Drugs saga should not have happened: track star Bol

Athlete Peter Bol has hit out at a "brutal" doping inquiry, saying "I am completely innocent". (Dean Lewins/AAP PHOTOS) (AAP)

Track star Peter Bol is demanding Australia's anti-doping agency do better after independent tests revealed he never took performance-enhancing drugs.

And Bol's lawyer Paul Greene is calling for Sport Integrity Australia (SIA) to admit they bungled a "sham" case against Australia's highest-profile track athlete.

Bol says he's disappointed in SIA and also Athletics Australia (AA) for a lack of support during his doping saga.

The runner was told on January 10 of a positive result to the banned drug erythropoietin, known as EPO, in his A sample from a test three months prior.

He was provisionally suspended by AA but the ban was lifted when results of secondary testing, on the B sample, did not confirm initial findings.

Bol's lawyer Greene sent the results for independent analysis which revealed no trace of any banned substance, he says.

"It's nothing worth celebrating because it shouldn't have happened to start with," Bol told radio station 2GB on Wednesday.

"It's brutal ... I am completely innocent.

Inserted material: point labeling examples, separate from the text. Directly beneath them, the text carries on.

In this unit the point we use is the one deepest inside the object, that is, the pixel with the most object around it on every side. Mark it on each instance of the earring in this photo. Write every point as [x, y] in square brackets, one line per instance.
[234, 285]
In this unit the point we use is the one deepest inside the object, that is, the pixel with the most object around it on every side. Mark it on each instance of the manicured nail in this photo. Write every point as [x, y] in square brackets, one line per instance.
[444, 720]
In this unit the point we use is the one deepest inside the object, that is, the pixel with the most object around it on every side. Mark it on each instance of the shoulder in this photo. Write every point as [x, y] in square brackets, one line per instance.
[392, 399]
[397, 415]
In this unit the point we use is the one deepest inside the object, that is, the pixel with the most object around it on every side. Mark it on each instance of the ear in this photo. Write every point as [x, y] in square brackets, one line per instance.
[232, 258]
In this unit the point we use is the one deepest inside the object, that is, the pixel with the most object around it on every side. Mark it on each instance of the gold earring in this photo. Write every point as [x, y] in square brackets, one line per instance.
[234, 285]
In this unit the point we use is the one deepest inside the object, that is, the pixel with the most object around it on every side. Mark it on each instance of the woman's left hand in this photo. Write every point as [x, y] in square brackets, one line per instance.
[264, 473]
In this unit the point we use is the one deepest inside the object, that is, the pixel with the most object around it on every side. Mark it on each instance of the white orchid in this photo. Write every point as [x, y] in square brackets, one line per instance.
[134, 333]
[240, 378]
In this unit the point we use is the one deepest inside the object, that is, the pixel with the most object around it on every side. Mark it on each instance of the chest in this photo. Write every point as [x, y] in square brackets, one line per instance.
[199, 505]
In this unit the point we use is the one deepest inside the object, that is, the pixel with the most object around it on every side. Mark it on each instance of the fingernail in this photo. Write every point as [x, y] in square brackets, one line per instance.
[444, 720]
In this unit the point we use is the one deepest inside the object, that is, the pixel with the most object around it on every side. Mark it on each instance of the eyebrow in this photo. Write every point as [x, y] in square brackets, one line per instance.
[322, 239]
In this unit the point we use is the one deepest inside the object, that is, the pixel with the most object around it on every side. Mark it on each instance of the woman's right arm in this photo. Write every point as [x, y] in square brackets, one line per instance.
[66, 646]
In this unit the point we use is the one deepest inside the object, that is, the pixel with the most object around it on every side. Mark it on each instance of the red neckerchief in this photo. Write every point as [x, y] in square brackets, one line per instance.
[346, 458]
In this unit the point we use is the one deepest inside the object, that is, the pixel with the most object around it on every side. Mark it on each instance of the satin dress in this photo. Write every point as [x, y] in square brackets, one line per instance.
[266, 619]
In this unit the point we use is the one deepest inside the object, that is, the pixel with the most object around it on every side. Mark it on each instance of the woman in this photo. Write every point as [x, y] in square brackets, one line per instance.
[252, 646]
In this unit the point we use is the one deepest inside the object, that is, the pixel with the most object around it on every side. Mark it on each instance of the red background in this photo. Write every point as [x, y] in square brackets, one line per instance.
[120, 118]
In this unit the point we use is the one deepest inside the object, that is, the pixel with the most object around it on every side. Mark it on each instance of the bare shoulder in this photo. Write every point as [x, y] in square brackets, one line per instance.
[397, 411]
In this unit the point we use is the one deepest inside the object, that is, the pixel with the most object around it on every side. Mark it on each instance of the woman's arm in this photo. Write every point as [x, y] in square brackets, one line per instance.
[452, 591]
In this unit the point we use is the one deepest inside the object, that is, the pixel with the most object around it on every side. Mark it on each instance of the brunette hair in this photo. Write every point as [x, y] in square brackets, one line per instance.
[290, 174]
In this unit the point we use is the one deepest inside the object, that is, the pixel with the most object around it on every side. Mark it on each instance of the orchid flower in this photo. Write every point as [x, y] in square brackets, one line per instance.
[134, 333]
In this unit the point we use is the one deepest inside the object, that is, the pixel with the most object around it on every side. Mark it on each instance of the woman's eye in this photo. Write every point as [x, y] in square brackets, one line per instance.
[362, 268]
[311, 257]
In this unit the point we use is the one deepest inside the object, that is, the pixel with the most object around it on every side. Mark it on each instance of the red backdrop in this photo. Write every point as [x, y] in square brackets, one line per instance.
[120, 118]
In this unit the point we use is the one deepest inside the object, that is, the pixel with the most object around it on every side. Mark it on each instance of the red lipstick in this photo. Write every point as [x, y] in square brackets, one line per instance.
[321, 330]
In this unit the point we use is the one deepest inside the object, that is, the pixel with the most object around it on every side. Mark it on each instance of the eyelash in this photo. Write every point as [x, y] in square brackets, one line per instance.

"(I) never used any performance substances, never used any drugs - I am just a good athlete, I train and I put in the work."

A dual Olympian and a Commonwealth Games silver medallist in his pet event the 800m, Bol was bewildered why SIA said he had failed a drugs test and how that finding was leaked.

"Do better. Just do better," he said of his message to SIA.

SIA had no comment at this stage, a spokesman said.

Bol was also frustrated at a lack of support from AA.

"It has been pretty disappointing from my own governing body to not stand behind me ... just check up on me, I don't think it's that hard to do," he said.

Lawyer Greene said he sent test results to independent experts.

"We had two of the most world-class analytical chemists in the world look at his results and they say this wasn't even a close call, these were just negative tests," Greene told the Nine Network.

He called on SIA to admit their errors.

"They had no idea what they were doing," Greene said.

"And the worst part of it now is: one, it was announced first of all which it never should have been.

"Two, now they ... obviously are wrong, they are refusing to drop this sham investigation."

In February when the B sample finding was released, SIA said the Bol case wasn't closed because it showed an "atypical finding (ATF) for recombinant EPO".

"The relevant rules require a WADA-accredited laboratory to obtain a second opinion from an expert ... an ATF is not the same as a negative test result," SIA said in a statement at the time.

But Greene insisted SIA had "absolutely no evidence at all" of any wrongdoing.

"They just need to say 'we have no evidence, we messed this up, this was a mistake'," Greene said.